I am trying to prove:
Suppose $f$ is bounded and continuous on $[0, 1]$. For any $n \in \mathbb{Z}^+$, define $$||f||_n = \left(\int_0^1|f(x)|^n \, dx\, \right)^{1/n}$$ Then, $\lim_{n \to \infty} ||f||_n \ge \max\{|f(x)|:x \in [0, 1]\}$.

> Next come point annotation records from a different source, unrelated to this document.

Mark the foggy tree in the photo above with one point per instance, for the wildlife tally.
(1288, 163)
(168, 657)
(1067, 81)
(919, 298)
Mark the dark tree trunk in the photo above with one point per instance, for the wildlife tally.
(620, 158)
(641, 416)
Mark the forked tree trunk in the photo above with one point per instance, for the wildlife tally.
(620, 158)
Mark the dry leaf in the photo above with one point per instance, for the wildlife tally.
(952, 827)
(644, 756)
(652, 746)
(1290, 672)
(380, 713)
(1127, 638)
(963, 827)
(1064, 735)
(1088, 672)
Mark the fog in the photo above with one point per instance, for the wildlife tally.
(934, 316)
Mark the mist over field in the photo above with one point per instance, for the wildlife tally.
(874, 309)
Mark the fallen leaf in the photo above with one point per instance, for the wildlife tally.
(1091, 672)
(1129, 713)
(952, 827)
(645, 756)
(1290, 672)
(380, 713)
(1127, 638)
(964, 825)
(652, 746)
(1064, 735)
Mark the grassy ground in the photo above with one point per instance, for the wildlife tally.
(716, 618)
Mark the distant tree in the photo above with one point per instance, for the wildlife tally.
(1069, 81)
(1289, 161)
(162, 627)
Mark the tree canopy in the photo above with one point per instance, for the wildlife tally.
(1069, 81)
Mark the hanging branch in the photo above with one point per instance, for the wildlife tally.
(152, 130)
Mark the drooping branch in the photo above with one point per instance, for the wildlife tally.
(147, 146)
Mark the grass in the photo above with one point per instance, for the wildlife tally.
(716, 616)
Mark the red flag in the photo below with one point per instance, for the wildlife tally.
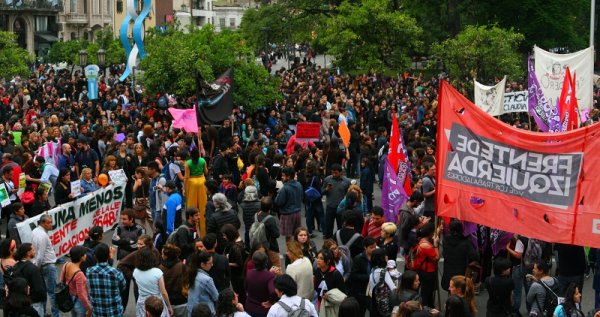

I found the following proof:
Let $\epsilon>0$ and $\max\{|f(x)|:x \in [0, 1]\}$. Then, $M-\epsilon<M$ which means that there exits a $a \in [0, 1]$ such that $|f(a)| \ge M-\epsilon$. Since $f$ is uniformaly continuous on $[0, 1], \exists \delta>0$ such that for all $x \in (a-\delta, a+\delta)$, we have $|f(x)|> M-\epsilon$. Now, let $\delta_1=\{\delta, 1/2\}$ which implies that $2\delta_1 \ge 1$. Hence,
$$\int_0^1|f(x)|^n \, dx = \int_0^{a-\delta_1}|f(x)|^n \, dx+ \int_{a-\delta_1}^{a+\delta_1}|f(x)|^n \, dx+\int_{a+\delta_1}^1|f(x)|^n \, dx \ge \int_{a-\delta_1}^{a+\delta_1}|f(x)|^n \, dx\ge \int_{a-\delta_1}^{a+\delta_1}(M-\epsilon)^n\, dx$$
Thus,
$$\int_0^1|f(x)|^n \, dx \ge |M-\epsilon|^n \cdot 2 \delta_1 \ge M-\epsilon^n$$
and the rest of the proof is rather trivial. Now, I am highly skeptical of this proof. For instance, the above proof seems to erroneously assume that $M-\epsilon \ge 0$. Also, how does the definition of uniform continuity imply that $|f(x)|> M-\epsilon$?
Is there a way to fix this proof? Can someone please suggest how this can be proven (without using any concepts from measure theory)? If someone can show how $|f(x)| \ge M$, I can complete the rest of the proof from there.